Donnerstag, 12. April 2018

379

Es gibt eine göttliche Fügung, es gibt aber auch eine teuflische Fügung. Die göttliche Fügung reizt, ermutigt zur Freiheit von der Weltwirklichkeit, die teuflische Fügung nötigt hinein in die totale Funktionalität, in den absoluten Gehorsam gegenüber den Befehlen der Weltwirklichkeit. Ob etwas für uns göttliche oder teuflische Fügung ist, hängt ab von unserer Interpretation, von unserem Glauben. Ob wir in unserer Interpretation selbst als Verfügende auftreten, oder ob über unsere Interpretation verfügt wird, lässt sich kaum sagen. Auch das ist Interpretation. Luthers Annahme, wir seien bloß Lasttiere, die nicht darüber verfügen können, wer sie reitet, Gott oder Teufel, drängt sich heute allerdings mehr auf denn je.

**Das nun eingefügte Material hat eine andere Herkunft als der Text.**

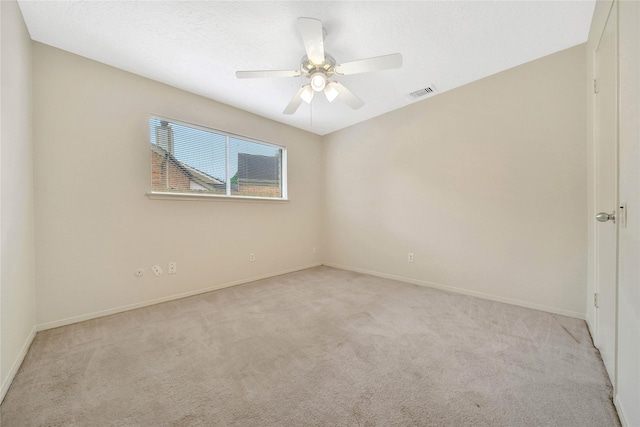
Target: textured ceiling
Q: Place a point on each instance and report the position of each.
(198, 46)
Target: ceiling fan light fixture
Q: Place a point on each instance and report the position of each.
(318, 81)
(307, 94)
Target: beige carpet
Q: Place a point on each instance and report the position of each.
(320, 347)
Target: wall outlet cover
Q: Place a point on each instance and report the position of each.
(156, 270)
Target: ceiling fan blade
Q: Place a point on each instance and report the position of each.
(313, 39)
(294, 103)
(347, 96)
(268, 73)
(376, 63)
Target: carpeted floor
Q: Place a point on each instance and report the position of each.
(319, 347)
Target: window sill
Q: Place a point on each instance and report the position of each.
(210, 197)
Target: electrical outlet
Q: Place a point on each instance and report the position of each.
(156, 270)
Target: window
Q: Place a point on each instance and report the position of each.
(190, 159)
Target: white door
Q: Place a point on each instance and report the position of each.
(606, 133)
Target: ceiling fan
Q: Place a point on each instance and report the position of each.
(319, 66)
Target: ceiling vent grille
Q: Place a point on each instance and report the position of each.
(429, 90)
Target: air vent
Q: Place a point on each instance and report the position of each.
(429, 90)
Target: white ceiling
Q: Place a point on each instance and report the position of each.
(198, 46)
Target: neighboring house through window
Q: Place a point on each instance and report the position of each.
(190, 159)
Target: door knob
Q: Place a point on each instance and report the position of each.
(604, 217)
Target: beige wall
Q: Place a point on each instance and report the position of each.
(94, 223)
(485, 184)
(17, 289)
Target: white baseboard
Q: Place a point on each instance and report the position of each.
(591, 330)
(621, 416)
(108, 312)
(16, 364)
(482, 295)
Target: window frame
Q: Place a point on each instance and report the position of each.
(175, 195)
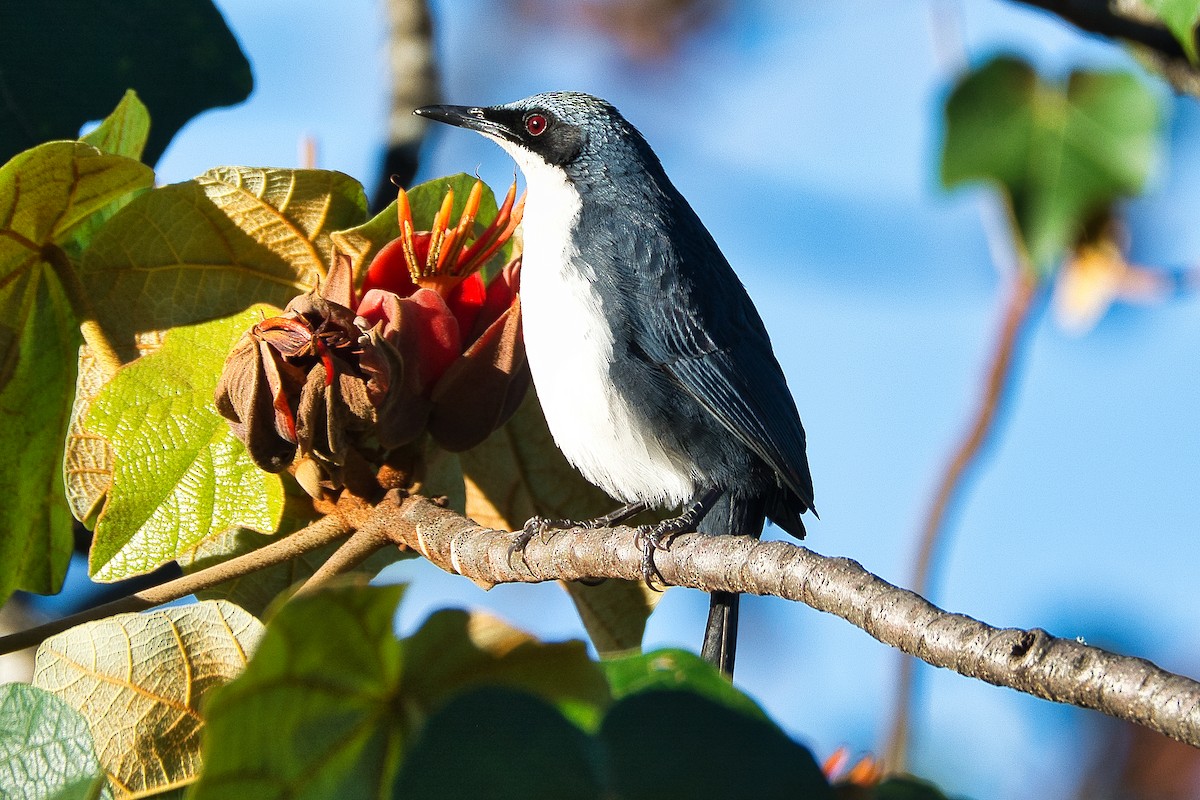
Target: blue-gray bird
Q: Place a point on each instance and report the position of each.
(651, 362)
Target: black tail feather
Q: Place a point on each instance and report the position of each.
(732, 513)
(721, 632)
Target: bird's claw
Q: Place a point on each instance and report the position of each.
(653, 537)
(535, 527)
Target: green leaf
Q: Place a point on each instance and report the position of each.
(319, 710)
(363, 242)
(69, 61)
(455, 650)
(676, 669)
(519, 473)
(502, 745)
(125, 131)
(331, 701)
(1060, 154)
(46, 193)
(211, 246)
(256, 591)
(1180, 17)
(46, 747)
(714, 752)
(141, 679)
(179, 474)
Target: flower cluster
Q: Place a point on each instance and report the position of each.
(427, 346)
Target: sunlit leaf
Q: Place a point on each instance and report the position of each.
(519, 473)
(1180, 17)
(256, 591)
(139, 680)
(179, 474)
(502, 745)
(69, 61)
(1061, 154)
(211, 246)
(319, 711)
(125, 131)
(46, 747)
(46, 194)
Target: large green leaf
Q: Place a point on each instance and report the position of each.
(331, 699)
(46, 196)
(179, 474)
(256, 591)
(69, 61)
(211, 246)
(46, 747)
(714, 752)
(519, 473)
(1060, 154)
(671, 668)
(141, 679)
(502, 745)
(1180, 17)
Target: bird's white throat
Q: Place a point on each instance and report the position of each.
(569, 343)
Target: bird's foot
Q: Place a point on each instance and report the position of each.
(537, 525)
(658, 537)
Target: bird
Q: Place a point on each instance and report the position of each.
(653, 367)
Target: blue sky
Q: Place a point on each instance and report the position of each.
(807, 136)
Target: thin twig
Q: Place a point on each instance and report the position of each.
(353, 552)
(321, 533)
(966, 456)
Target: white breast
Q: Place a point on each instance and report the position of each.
(569, 343)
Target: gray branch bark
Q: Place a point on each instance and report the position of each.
(1031, 661)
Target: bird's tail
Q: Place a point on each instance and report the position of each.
(732, 513)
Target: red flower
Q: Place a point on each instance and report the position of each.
(427, 292)
(430, 347)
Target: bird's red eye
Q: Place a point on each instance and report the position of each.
(535, 124)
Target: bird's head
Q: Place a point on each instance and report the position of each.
(570, 131)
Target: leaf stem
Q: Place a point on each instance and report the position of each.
(353, 552)
(966, 456)
(89, 325)
(321, 533)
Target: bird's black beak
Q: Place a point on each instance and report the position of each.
(484, 120)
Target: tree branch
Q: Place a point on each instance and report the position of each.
(1065, 671)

Anmerkung 1: Die göttliche Fügung, die uns alles zum Besten dienen lässt (Röm 8,28), zielt gerade nicht auf weltwirkliches Gelingen, Wohlsein, Glück. Das Beste dieser Fügung meint nicht weltwirkliche Bedürfnisbefriedigung. Es meint Freiheit aus Glauben, meint am Ende auch Freiheit von Gelingen, Wohlsein, Glück. Wie kann uns in diesem Sinne alles zum Besten dienen? Indem wir alles in diesem Sinne interpretieren, glauben, indem wir uns in diesem Sinne „alle Dinge zum Besten dienen lassen“ (Bonhoeffer).

Anmerkung 2: Es ist nicht wahr, dass dem Reichen die Freiheitsinterpretation, der Glaube schwerer fällt als dem Armen. Zwar ist der Satz wahr: „Es ist leichter, dass ein Kamel durch ein Nadelöhr gehe, als dass ein Reicher ins Reich Gottes komme“ (Mk 10,25). Der gleiche Satz gilt aber auch für den Armen. Nur, weil Jesus diesen Satz nicht gesagt hat, ist er nicht falsch. Die teuflische, bindende, funktionalisierende Fügung setzt beim Armen lediglich an einer anderen Stelle an und führt zu anderen Konsequenzen. Mit gutem Grund betet Agur: „Armut und Reichtum gib mir nicht“ (Spr 30,8). Reichtum und Armut stehen dem Besten göttlicher Fügung gleichermaßen im Wege.